Page 1 of 2

Performance Monitoring Counters on Intel Celeron M

Posted: Tue Jun 14, 2011 7:08 am
by limp
Hi all,

I am experiencing a number of problems when trying to make performance counters to work on an Intel Celeron M 440 processor.

First of all, I am having a hard time trying to classify the processor into one of the families that are mentioned on the tables of performance monitoring events in the Intel manuals. Specifically, I don't now whether my processor is in the P6 family or in the Pentium M family so that I can look the correct event table.

I've managed to make the counters to work but if I try to measure "DCU_MISS_OUTSTANDING" or "INST_RETIRED", I get a non zero value but when I try to measure "CPU_CLK_UNHLATED" I always get zero. Could it be possible that some events (like "CPU_CLK_UNHLATED") are not supported from my processor (cause its a Celeron one) and if yes, how can I find out which ones?

Thank you all for you help.

Re: Performance Monitoring Counters on Intel Celeron M

Posted: Wed Jun 15, 2011 3:04 am
by light

Re: Performance Monitoring Counters on Intel Celeron M

Posted: Wed Jun 15, 2011 3:48 am
by JamesM
light wrote:LibCPUID
http://sourceforge.net/projects/libcpu/

Intel cpuid documentation ( january 2011 )
http://www.intel.com/Assets/PDF/appnote/241618.pdf
People like you are the reason we get a bad rap for glib, stupid answers. The question was pointed, researched, and exact. The answer should be similarly so.

A simple RTFM for such a well-phrased question is insulting, please don't do it. He mentions specifically that he has read the manuals.

limp: I can't help you, but hopefully someone here can.

Re: Performance Monitoring Counters on Intel Celeron M

Posted: Wed Jun 15, 2011 8:45 am
by Brendan
Hi,
limp wrote:I am experiencing a number of problems when trying to make performance counters to work on an Intel Celeron M 440 processor.

First of all, I am having a hard time trying to classify the processor into one of the families that are mentioned on the tables of performance monitoring events in the Intel manuals.

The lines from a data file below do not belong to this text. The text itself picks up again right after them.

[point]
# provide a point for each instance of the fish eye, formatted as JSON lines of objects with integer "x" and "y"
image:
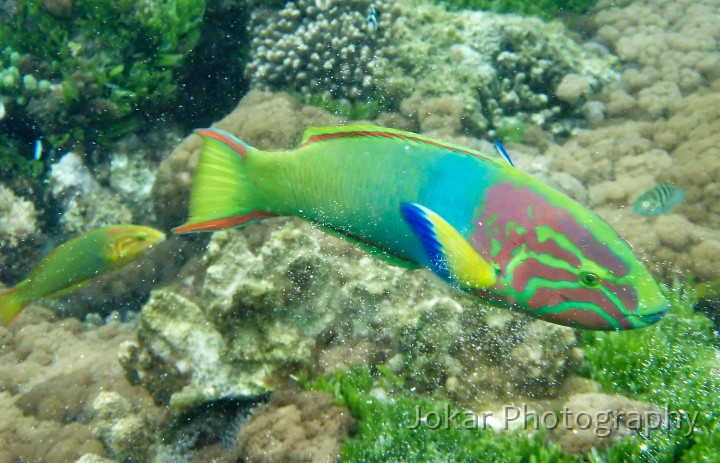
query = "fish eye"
{"x": 589, "y": 279}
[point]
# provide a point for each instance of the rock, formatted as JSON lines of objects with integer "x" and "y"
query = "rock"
{"x": 282, "y": 297}
{"x": 126, "y": 431}
{"x": 572, "y": 88}
{"x": 295, "y": 426}
{"x": 598, "y": 421}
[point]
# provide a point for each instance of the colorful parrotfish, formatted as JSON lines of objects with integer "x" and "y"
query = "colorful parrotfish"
{"x": 477, "y": 222}
{"x": 76, "y": 262}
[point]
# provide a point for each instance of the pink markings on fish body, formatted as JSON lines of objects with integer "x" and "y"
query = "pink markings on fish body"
{"x": 511, "y": 203}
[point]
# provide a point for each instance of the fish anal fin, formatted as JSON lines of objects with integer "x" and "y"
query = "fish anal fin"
{"x": 450, "y": 255}
{"x": 375, "y": 251}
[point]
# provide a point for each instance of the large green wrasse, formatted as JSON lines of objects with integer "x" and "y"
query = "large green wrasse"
{"x": 658, "y": 199}
{"x": 477, "y": 222}
{"x": 76, "y": 262}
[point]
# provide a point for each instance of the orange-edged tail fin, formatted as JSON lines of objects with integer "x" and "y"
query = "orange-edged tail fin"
{"x": 11, "y": 304}
{"x": 222, "y": 195}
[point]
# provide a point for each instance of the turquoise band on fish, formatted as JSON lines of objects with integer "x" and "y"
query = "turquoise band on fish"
{"x": 481, "y": 225}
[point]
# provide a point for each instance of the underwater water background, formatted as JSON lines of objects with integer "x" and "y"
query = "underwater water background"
{"x": 280, "y": 342}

Specifically, I don't now whether my processor is in the P6 family or in the Pentium M family so that I can look the correct event table.
As far as I can tell, it's a "Yonah", and you should probably use the "Performance Monitoring Events for Intel Core Solo and Intel Core Duo Processors" part of the appendix.
limp wrote:I've managed to make the counters to work but if I try to measure "DCU_MISS_OUTSTANDING" or "INST_RETIRED", I get a non zero value but when I try to measure "CPU_CLK_UNHLATED" I always get zero. Could it be possible that some events (like "CPU_CLK_UNHLATED") are not supported from my processor (cause its a Celeron one) and if yes, how can I find out which ones?
I doubt that's the problem. Typically Intel design a chip (which is expensive) and then produce many variations of that chip with different features enabled/disabled, different cache sizes, etc (which is cheap). There's 2 reasons for this - partly because it's cheaper than designing lots of different chips (for product differentiation) and partly to sell CPUs that had defects (e.g. if there's a problem in a specific part of the cache, then disable that part of the cache and sell it as a lower-end CPU rather than throwing it away and losing money on it). The features that are disabled are large/noticeable features (e.g. half the cache, an entire core, hyper-threading, virtualisation, etc), and not minor differences.


Cheers,

Brendan

Re: Performance Monitoring Counters on Intel Celeron M

Posted: Wed Jun 15, 2011 12:31 pm
by jnc100
Agreed. Its a 32-bit Yonah, essentially an enhanced Pentium M. It should support the CPU_CLK_UNHALTED counter (http://oprofile.sourceforge.net/docs/in ... events.php). Note that there are some errata related to the use of INST_RETIRED on this chip (see http://download.intel.com/design/mobile ... 300303.pdf - W79 - the M 440 is stepping D-0) but CPU_CLK_UNHALTED should work fine.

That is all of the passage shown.